DAKAR, 28 January 2008 (IRIN) - Experts put the lack of progress on children’s development in West Africa down to pervasive poverty, chronic malnutrition in many countries, piecemeal aid responses, and health systems broken by protracted conflicts.
Nine of the 12 countries with the world’s highest rate of child deaths are in the region, according to the UN Children’s Fund (UNICEF) State of the World’s Children 2008 which was released on 22 January.
According to the report, the region is the only one in the world showing “no progress” on reaching the Millennium Development Goal to reduce under-five mortality by two thirds by 2015.
While the number of children dying before their fifth birthday has declined by almost a quarter globally since 1990, in West and Central Africa it dropped by only 1.2 percent, the report showed. On average 18.6 percent of children in West Africa die before their fifth birthday, while one in 10 will die by their first.
The reasons for such slow progress are complex, but some factors stand out according to UNICEF’s Dr. Genevieve Bagkoyian, UNICEF’s regional adviser on child survival and development.
High death rates among children are largely a result of chronic poverty and the legacy of conflict in Chad, Liberia and Sierra Leone; poor management of health systems in some of the wealthier states such as Nigeria; and chronic malnutrition in parts of Sahel countries of Mali, Mauritania, Burkina Faso, Niger and Chad, Bagkoyian said.

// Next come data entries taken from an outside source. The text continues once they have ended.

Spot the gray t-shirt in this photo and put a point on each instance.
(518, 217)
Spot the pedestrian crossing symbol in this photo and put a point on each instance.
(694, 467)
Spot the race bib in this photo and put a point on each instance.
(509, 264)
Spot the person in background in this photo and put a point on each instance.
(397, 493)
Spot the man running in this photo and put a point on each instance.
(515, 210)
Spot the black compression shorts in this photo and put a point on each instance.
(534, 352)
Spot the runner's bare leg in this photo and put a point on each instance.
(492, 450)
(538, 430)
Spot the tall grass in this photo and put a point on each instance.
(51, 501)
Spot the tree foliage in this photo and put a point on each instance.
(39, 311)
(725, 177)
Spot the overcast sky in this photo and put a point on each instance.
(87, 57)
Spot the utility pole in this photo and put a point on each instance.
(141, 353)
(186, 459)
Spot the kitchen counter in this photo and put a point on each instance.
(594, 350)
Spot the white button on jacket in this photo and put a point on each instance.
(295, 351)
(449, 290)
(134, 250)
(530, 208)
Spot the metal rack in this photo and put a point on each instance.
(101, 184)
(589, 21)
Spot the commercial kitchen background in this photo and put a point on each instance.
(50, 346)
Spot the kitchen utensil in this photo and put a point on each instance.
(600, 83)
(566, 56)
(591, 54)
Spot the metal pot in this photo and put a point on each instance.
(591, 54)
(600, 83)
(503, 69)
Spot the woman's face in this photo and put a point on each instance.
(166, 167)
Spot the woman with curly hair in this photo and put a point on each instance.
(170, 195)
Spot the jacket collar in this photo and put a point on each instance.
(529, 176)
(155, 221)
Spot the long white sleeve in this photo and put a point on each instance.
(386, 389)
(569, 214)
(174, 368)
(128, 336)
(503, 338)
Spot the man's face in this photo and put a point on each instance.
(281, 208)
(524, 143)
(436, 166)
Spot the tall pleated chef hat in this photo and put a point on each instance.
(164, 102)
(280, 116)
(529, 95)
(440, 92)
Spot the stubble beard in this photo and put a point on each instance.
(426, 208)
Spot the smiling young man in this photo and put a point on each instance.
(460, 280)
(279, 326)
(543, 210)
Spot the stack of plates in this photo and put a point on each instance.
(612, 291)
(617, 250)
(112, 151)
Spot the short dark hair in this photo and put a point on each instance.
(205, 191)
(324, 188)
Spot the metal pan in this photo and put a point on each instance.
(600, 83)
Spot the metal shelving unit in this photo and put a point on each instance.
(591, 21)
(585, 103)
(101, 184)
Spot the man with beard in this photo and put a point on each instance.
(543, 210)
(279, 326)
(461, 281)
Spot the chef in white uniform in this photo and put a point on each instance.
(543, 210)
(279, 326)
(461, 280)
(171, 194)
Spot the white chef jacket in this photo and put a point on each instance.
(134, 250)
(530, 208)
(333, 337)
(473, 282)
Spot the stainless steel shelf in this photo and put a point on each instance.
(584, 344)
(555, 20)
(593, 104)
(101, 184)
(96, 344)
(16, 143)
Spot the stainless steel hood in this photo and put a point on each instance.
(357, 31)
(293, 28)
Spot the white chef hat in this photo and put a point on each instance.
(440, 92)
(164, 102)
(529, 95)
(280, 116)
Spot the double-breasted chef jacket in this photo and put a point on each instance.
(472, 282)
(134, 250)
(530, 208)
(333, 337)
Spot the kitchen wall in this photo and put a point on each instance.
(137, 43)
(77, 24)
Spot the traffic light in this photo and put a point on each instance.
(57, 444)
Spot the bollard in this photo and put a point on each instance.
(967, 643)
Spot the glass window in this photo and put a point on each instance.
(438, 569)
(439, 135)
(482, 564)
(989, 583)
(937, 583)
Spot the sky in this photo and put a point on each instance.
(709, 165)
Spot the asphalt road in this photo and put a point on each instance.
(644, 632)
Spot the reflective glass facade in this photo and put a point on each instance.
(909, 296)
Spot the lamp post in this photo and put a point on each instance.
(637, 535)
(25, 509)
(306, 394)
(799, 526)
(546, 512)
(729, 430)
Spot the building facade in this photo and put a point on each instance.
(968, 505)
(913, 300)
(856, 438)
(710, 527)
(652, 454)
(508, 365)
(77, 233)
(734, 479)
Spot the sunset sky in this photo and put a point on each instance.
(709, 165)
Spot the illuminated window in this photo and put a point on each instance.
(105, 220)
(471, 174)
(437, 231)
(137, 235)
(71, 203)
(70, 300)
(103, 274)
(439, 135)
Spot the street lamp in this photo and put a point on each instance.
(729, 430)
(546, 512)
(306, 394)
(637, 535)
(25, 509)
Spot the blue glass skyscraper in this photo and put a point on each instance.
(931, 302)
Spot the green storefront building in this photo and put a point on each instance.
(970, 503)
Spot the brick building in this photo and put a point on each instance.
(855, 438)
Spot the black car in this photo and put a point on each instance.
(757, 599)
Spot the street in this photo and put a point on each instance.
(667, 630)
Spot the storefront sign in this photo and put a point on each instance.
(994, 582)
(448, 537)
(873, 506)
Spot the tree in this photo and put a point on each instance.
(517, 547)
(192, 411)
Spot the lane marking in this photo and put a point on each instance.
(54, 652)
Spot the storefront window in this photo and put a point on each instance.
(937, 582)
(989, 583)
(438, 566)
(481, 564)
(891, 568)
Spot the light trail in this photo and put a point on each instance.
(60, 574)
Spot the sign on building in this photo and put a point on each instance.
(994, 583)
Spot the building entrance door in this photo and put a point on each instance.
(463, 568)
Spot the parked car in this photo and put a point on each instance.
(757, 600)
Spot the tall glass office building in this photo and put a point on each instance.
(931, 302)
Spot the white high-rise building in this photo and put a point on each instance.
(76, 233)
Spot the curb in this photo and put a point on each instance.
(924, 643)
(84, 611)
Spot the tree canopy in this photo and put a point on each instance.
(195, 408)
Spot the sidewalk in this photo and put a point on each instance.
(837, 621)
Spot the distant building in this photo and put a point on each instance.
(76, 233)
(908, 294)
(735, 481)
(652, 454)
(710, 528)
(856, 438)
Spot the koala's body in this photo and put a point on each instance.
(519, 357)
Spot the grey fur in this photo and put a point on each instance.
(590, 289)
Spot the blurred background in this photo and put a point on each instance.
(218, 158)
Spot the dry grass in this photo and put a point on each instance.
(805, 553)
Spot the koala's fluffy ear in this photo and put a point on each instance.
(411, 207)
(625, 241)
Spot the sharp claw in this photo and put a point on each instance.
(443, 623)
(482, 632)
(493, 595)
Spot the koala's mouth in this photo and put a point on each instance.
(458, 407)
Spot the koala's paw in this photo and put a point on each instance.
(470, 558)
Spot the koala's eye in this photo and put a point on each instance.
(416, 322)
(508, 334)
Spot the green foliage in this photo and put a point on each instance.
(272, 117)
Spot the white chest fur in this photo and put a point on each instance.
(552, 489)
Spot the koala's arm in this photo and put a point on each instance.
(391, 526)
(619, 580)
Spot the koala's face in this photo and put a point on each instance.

“Throughout the region, how many governments do we have that are stable, have adequate funds and good governance to tackle change?” she asked.
Leading cause
Malnutrition is a leading cause of death in the region, killing half of all children under five, according to UNICEF. This is because it weakens children’s ability to fight other diseases, such as malaria or pneumonia.
"Poor nutrition in the first five years of a child’s life combined with high levels of disease will lead to high death levels," Greg Ramm, West Africa regional director of Save the Children, told IRIN.
According to a previous UNICEF report, malnutrition-related death rates in West Africa are double the global average.
Malnutrition also affects reproductive health, leading to low birth weights and in some cases, premature births.
In Niger, of the 19 percent of children who die by their first birthday, a quarter die on the day they are born, mainly because of these factors, combined with a lack of access to skilled doctors or midwives, according to Bagkoyian who estimated that across the region 60 percent of women give birth at home without a doctor present.
Mothers
But giving birth also leads to death for simpler reasons that are easier to rectify, such as the lack of a clean blade to cut umbilical cords and cultural behaviours such as an avoidance of breastfeeding Bagkoyian said.
“In many of these countries, if we changed a number of taboo behaviours, we could save a lot of children even if they are born at home,” she said.
The lack of trained medical staff points to a need for stronger health systems that prioritises the health of mother and child, she said, adding that aid agencies and donors have not had as much impact as they could because they have not coordinated themselves to tackle root problems.
‘’In the past we had one agency working on a polio campaign, another on measles, when what is needed is commitment from agencies and donors to come up with joint solutions to these problems, rather than one by one.’’
She added that prevention efforts are crucial. “Simple preventive actions, if expanded to reach higher numbers, could reduce child mortality by 5 percent per year,” she estimated, pointing to mass immunisation campaigns, working with donors to provide children with Vitamin A and mosquito nets and spreading simple reproductive health messages as good examples.
''...What is needed is commitment from agencies and donors to come up with joint solutions to these problems...''
Government role
But building better health systems also depends on governments, Save the Children’s Ramm said. Poverty can create a major barrier to achieving this, because it leaves such a small tax base for governments to invest.
“In many of these places, even when governments have prioritised healthcare within their available budget resources, there would still not be enough money to get the job done, because there’s simply no tax base to fund it.”
“When addressing if it’s a question of poverty or of priorities, the answer is both, but ultimately you can’t prioritise what you don’t have,” he said.
But while some West African governments channel a relatively generous proportion of their annual income to health, some of the most marginalised give the least, including Chad, which according to UNICEF allocated just 3 percent of its annual gross domestic product (GDP) to health in 2007.
To reverse the situation in West Africa, Ramm said, aid agencies and governments need to tackle change at different levels: working on prevention efforts at the community level, working with governments to set up stronger health systems, and lobbying donors to meet their aid commitments.
But donors also have a responsibility to increase the proportion of their aid budgets that goes to healthcare and nutrition, he said, starting with meeting the UN target of committing 0.7 percent of their GDP to official development assistance. To date only five countries – Norway, Sweden, Denmark, the Netherlands and Luxembourg – have done so.
“Even among donors who are doing better at upping their aid levels, most of them not reaching these targets,” Ramm said.